Authored by spatel on Jun 27 2018, 3:05 PM.

Details

Summary

This is an enhancement to D48401 that was discussed in:
https://bugs.llvm.org/show_bug.cgi?id=37806

If we have 2 different variable values, then we shuffle (select) those lanes, shuffle (select) the constants, and then perform the binop. This eliminates a binop.

The new shuffle uses the same shuffle mask as the existing shuffle, so there's no danger of creating a difficult shuffle.

All of the earlier constraints still apply, but we also check for extra uses to avoid creating more instructions than we'll remove.

Diff Detail

Repository
rL LLVM

Event Timeline

spatel created this revision.Jun 27 2018, 3:05 PM
lebedev.ri added inline comments.Jun 28 2018, 8:00 AM
lib/Transforms/InstCombine/InstCombineVectorOps.cpp
1186 ↗(On Diff #153188)

What about getSafeVectorConstantForIntDivRem()?

RKSimon accepted this revision.Jun 28 2018, 8:07 AM

LGTM with one minor

lib/Transforms/InstCombine/InstCombineVectorOps.cpp
1185 ↗(On Diff #153188)

Explicitly mention that the shuffle mask is safe?

This revision is now accepted and ready to land.Jun 28 2018, 8:07 AM
spatel added inline comments.Jun 28 2018, 8:09 AM
lib/Transforms/InstCombine/InstCombineVectorOps.cpp
1186 ↗(On Diff #153188)

We still call that below here, and the translation from undef to 1 is covered by the "srem_2_vars" test.
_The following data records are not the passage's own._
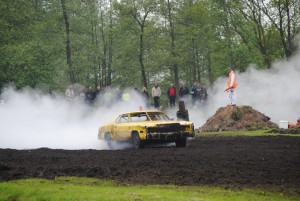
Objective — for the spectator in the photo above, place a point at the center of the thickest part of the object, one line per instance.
(89, 96)
(172, 95)
(70, 94)
(203, 94)
(145, 96)
(231, 83)
(194, 93)
(81, 97)
(183, 91)
(125, 96)
(51, 94)
(156, 93)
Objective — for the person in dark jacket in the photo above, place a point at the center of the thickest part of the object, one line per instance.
(89, 96)
(172, 95)
(184, 91)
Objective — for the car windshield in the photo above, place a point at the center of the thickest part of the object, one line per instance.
(136, 117)
(157, 116)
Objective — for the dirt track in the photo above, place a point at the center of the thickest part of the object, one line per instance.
(222, 161)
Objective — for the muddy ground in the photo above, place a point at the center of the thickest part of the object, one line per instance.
(218, 161)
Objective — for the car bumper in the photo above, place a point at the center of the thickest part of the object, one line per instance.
(169, 136)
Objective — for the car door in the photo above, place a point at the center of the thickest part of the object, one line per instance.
(121, 128)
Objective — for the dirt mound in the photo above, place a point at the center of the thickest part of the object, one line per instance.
(231, 118)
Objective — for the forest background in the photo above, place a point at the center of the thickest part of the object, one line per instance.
(54, 43)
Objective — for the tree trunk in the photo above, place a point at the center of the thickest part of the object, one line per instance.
(173, 53)
(68, 46)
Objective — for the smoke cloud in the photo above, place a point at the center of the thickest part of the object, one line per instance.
(30, 119)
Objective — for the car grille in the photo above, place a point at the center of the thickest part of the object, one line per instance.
(166, 128)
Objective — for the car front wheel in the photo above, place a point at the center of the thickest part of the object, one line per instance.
(109, 141)
(181, 142)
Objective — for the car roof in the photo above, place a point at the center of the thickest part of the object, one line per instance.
(143, 111)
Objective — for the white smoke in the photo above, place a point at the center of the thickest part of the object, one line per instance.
(30, 120)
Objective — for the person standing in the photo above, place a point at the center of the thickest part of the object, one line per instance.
(231, 83)
(89, 96)
(183, 91)
(145, 96)
(172, 95)
(156, 93)
(194, 94)
(70, 94)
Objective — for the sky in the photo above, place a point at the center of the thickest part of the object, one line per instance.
(30, 119)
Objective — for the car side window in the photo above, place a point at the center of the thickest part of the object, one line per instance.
(124, 118)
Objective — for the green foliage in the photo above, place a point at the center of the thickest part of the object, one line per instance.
(105, 41)
(72, 188)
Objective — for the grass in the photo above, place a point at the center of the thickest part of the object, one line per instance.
(74, 188)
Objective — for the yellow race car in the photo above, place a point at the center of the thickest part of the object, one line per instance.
(144, 127)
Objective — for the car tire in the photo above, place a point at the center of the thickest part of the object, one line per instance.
(137, 142)
(181, 142)
(109, 141)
Am I understanding the question?

lebedev.ri added inline comments.Jun 28 2018, 8:48 AM
test/Transforms/InstCombine/shuffle_select.ll
411–423 ↗(On Diff #153188)

%TMP1's second element is undef, since the mask is undef, no?
So we are srem'ing by the vector with one known undef.
That's ok?

spatel added inline comments.Jun 28 2018, 9:48 AM
test/Transforms/InstCombine/shuffle_select.ll
411–423 ↗(On Diff #153188)

Ah, good point. I don't think we currently have the analysis to cause trouble there, but we might in the future.
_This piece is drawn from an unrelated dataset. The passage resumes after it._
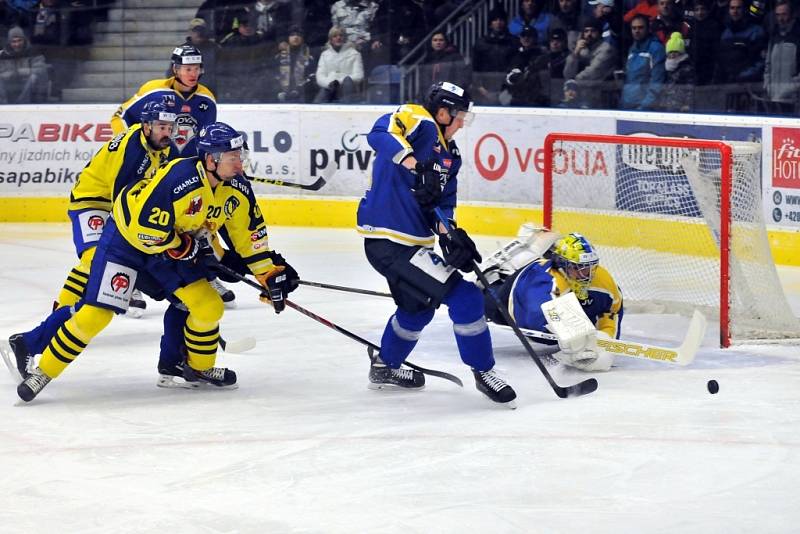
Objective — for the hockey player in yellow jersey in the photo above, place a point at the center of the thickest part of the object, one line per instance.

So we need to replace the undef in the shuffle mask with the proper lane that selects from one of the source vectors. That might be forbidden because we'd be creating a more specific shuffle mask than already existed. Should we just give up on trying to fold div/rem in this case?
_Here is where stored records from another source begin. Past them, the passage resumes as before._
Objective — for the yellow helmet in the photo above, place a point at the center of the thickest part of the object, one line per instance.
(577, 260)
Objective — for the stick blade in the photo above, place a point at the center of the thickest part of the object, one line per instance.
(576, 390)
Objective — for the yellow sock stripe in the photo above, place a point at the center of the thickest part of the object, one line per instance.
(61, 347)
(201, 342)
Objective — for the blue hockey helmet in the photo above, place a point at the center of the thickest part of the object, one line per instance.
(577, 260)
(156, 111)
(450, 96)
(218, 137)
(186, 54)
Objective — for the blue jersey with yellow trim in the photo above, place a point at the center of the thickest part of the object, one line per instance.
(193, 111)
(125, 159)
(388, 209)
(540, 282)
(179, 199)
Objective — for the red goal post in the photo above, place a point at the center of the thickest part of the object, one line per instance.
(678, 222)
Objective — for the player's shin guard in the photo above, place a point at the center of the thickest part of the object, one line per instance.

lebedev.ri requested changes to this revision.Jun 28 2018, 9:59 AM
lebedev.ri added inline comments.
test/Transforms/InstCombine/shuffle_select.ll
411–423 ↗(On Diff #153188)

Should we just give up on trying to fold div/rem in this case?

I would think so, at least for now.

This revision now requires changes to proceed.Jun 28 2018, 9:59 AM
spatel updated this revision to Diff 153394.Jun 28 2018, 2:27 PM

Patch updated:

  1. Rebased to trunk now that D48485 is committed (r335888).
  2. Disallow the fold for any integer div/rem for now (see TODOs for follow-ups)
  3. Added a comment about the safety of the shuffle mask.
  4. Adjusted the tests - use 'xor' to demonstrate the multi-use limitation since we're not folding div/rem.
lebedev.ri accepted this revision.Jun 28 2018, 2:30 PM

Looks good, thank you!

This revision is now accepted and ready to land.Jun 28 2018, 2:30 PM
This revision was automatically updated to reflect the committed changes.